Saturday, May 28, 2005

Proximity sensors for cars

I saw someone backing her car into a parking spot yesterday. She managed to get the fender of her car onto the footpath. Luckily for her, the car cleared the footpath, so there was no damage done. The thing is that she didn't even know; a driver from another car had to tell her. I've had this problem sometimes when I've reversed a car too far. Figuring out your car's length (depth?) is not so easy and it does take some driving experience. So, it's surprising that cars don't have proximity sensors at the back to tell you when you're too close to something. I think that some "luxury" cars do, but isn't a proximity sensor something that could benefit everyone? Wouldn't it make reversing so much easier for drivers, inexperienced or otherwise? Why is there such a surprising lack of innovation or even attention to things that would help make a user's job easier?

Monday, May 16, 2005

Ice trays and zen meditation

The fridges now-a-days, they're silent, they're efficient, they don't emanate CFCs--in short, they are technological marvels. How come the ice (cube) trays that the fridges come with are still as hard to use as they were before? I'm talking about pouring the water in the trays. I've never been someone who had a steady hand, but for me filling an ice tray with water is about as easy as getting Penelope Cruz to go out on a date. (Yeah, so I'm not Tom Cruise.) I spill about half the water outside the tray because if I fill one cube, the water doesn't go into the next one, it decides to spill out.
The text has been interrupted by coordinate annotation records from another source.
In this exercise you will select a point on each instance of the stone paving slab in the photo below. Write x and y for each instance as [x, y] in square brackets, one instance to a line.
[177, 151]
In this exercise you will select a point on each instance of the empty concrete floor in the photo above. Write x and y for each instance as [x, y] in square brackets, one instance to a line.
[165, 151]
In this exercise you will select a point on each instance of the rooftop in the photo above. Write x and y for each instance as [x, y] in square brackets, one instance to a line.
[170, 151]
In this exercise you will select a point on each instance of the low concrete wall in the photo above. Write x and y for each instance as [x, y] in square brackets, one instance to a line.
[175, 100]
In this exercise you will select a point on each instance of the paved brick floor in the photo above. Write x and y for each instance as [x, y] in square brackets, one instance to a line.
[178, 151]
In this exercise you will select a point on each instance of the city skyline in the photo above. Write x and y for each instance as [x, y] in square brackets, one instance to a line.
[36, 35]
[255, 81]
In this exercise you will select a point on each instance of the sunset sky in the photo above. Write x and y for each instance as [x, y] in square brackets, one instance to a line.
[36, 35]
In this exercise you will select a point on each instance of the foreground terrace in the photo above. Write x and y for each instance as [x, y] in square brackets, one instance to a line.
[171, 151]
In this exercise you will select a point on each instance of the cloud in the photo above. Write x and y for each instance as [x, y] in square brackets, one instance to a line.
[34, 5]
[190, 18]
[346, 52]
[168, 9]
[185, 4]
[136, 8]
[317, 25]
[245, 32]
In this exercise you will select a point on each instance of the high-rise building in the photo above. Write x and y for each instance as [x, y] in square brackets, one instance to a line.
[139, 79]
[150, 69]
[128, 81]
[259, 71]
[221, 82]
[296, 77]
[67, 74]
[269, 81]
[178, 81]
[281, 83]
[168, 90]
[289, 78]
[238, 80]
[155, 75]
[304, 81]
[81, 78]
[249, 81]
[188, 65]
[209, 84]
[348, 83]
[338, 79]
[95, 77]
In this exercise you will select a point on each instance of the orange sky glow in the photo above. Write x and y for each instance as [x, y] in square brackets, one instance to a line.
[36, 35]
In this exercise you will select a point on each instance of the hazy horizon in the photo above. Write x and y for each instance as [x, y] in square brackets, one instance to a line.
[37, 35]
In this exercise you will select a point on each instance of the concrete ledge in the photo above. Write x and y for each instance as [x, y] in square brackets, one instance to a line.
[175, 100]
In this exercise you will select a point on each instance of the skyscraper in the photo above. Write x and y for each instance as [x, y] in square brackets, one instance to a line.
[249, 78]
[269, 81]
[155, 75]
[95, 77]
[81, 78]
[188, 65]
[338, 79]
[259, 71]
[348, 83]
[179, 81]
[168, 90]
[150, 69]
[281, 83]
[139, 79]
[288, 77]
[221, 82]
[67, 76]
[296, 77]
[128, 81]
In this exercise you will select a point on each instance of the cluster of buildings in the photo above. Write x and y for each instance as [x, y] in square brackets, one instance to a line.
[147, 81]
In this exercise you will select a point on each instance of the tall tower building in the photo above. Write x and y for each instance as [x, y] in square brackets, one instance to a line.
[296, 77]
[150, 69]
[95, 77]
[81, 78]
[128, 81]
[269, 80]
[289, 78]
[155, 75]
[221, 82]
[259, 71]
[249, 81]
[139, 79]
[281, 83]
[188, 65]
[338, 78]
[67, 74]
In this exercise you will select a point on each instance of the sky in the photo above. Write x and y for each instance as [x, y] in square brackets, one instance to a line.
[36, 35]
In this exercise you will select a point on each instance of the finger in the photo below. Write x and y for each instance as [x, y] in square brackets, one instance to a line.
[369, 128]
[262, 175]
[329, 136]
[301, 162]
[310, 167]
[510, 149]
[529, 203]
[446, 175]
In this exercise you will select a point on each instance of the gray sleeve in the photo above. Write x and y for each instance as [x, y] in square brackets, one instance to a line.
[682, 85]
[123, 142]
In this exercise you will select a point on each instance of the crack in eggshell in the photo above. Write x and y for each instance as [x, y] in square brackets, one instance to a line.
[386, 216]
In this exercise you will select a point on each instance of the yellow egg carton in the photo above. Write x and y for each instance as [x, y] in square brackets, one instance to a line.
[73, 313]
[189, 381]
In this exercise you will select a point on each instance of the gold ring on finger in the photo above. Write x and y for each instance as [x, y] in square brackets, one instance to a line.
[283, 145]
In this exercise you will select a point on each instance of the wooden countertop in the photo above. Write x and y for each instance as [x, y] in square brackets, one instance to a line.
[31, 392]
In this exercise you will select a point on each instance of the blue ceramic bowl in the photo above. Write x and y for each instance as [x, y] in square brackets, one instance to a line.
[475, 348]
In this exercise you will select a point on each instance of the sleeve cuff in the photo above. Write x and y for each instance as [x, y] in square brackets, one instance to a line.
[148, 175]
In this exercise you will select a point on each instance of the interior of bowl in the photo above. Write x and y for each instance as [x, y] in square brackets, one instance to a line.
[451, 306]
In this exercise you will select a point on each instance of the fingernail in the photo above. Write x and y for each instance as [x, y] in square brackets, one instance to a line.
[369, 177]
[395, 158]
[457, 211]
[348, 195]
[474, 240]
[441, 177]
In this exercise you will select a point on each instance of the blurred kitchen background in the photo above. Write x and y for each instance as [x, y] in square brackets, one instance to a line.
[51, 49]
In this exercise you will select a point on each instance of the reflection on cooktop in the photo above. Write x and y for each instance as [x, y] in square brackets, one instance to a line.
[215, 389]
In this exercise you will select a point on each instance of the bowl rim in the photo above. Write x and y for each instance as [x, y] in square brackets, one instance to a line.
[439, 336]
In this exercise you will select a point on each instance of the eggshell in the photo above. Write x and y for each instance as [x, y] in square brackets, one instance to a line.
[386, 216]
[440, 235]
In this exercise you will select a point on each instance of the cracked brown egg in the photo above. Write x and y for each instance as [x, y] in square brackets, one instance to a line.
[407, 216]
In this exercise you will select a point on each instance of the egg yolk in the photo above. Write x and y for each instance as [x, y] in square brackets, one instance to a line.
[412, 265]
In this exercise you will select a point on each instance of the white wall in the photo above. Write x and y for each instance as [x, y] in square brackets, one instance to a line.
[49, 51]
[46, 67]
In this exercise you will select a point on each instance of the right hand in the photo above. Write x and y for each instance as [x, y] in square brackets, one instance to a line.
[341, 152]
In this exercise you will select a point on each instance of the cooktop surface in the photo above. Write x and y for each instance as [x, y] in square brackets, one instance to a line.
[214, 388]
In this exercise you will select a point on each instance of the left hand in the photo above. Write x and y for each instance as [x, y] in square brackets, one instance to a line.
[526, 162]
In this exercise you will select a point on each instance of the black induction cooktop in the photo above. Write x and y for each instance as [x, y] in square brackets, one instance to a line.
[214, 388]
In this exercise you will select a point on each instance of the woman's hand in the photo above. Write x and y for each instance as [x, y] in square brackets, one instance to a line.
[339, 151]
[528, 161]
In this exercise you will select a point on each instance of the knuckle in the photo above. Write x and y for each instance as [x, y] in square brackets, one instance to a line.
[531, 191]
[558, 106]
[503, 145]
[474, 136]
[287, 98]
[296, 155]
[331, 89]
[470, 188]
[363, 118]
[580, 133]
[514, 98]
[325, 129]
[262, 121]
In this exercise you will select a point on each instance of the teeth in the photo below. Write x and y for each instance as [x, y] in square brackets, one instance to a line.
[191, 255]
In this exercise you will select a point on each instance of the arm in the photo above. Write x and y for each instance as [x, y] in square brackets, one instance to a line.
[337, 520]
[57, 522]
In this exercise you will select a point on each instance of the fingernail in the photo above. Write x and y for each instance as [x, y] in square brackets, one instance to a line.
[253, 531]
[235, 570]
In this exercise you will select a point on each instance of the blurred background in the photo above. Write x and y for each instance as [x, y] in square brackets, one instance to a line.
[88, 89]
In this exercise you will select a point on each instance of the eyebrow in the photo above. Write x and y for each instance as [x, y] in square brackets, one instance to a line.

If I don't spill the water, I end up having cubes the size of peanuts, only they're cubic in shape. Then, there's the small matter of transferring the ice tray into the freezer. My fridge has some snap-fit kind of mechanism, so I end up spilling some more water. I think that you can learn Zen meditation by filling up my fridge's ice trays. To be fair to the designers of my (LG) fridge, they made the process of removing ice cubes from the tray much easier. All you have to do is rotate the tray and the cubes fall into a receptacle below. Real simple. I'm just wondering why the same designer can't create a simple design, like a corrugation on the side or on the centre, that you can pour water into, so that the water just flows (note to designers--water flows) into the tray? Till someone does that, I'll be wasting half of Bangalore's water filling my ice tray. I think I'll have some ice water now.

Monday, May 02, 2005

Designing manhole covers

Kathy Sierra, a really smart lady (who Hugh MacLeod wants to marry), wrote a nice post about (well) manhole covers. Actually, it's about aesthetics and design and the differences between the Japanese and the US cultures. She writes:
Beauty and attention to design detail... everywhere I turned during my two week stay (Tokyo and Kyoto), I saw it. Every--and I mean every Japanese restaurant (including the fast-food sushi joints) had an architectural bent. A sense of style. An aesthetic sensibility you just don't see throughout the US!